In terms of synopsis it seems harmless enough, but the problem is that everyone sleepwalks through the process and none of them bring anything new to the table that make this thing worth watching. Spader’s dialogue is tiring, when he’s rejuvenated and asks someone to do something that they think is unreasonable, he utters a response that is just…so stupid. It’s symbolic of the film. You can see everything coming a mile away, it’s just a matter of when. Thankfully, since the film is only an hour and a half, it’s done rather quickly.
Universal releases all their titles in 1080p using the VC-1 codec, and this 1.85:1 anamorphic widescreen presentation isn’t too bad. The film sports a bit more color than I would have expected and it looks sharp, but the detail of the actors is a bit muddy in parts.

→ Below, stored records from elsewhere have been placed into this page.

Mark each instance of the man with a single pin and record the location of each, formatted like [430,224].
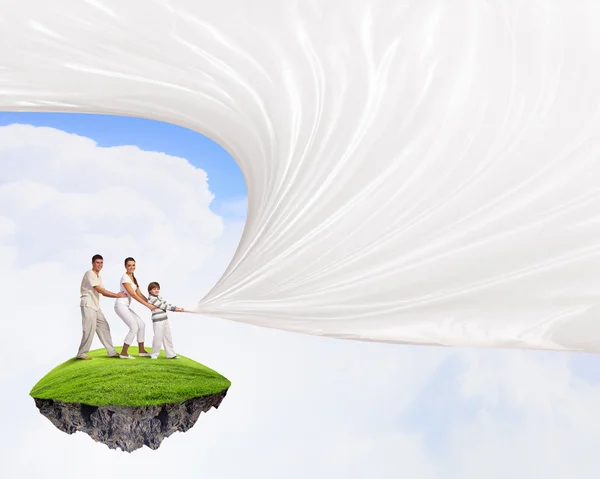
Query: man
[92,318]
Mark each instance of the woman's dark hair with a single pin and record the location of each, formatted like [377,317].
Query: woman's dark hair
[127,260]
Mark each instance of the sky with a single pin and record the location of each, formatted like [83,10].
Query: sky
[299,406]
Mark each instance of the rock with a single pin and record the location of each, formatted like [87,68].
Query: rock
[128,428]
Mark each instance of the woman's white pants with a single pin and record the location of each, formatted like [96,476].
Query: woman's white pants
[162,337]
[136,326]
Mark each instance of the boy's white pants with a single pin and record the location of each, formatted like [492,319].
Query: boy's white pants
[162,337]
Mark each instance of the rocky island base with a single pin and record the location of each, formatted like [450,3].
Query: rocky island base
[124,427]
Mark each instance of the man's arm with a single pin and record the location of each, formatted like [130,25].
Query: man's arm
[109,294]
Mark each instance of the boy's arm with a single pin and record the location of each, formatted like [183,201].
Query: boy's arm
[156,301]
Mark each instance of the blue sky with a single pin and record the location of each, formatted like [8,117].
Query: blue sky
[224,176]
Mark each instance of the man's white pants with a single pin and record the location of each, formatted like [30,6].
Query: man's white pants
[94,322]
[136,326]
[162,337]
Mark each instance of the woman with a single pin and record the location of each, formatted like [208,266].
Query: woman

The Dolby Digital-Plus 5.1 soundmix sounds better than expected as well, with a lot of music and low end bass to test things out in the opening minutes of the film, but from there it retreats into a comfort level that is unimpressive. Surround effects are OK but nothing special, and the dialogue sometimes sounds erratic, but you can still hear everything.
The Watcher comes to the HD DVD market with no extras. But it’s better to not prolong the pain if you don’t have to.
The Watcher is far from reference quality on HD DVD. So why is Universal releasing this now, ahead of such stalwart catalog titles like Scarface and Jaws? Beats me, although the technical qualities look nice, they aren’t demo worthy, and you’d have to watch the film as well, so I’d pass if I were you.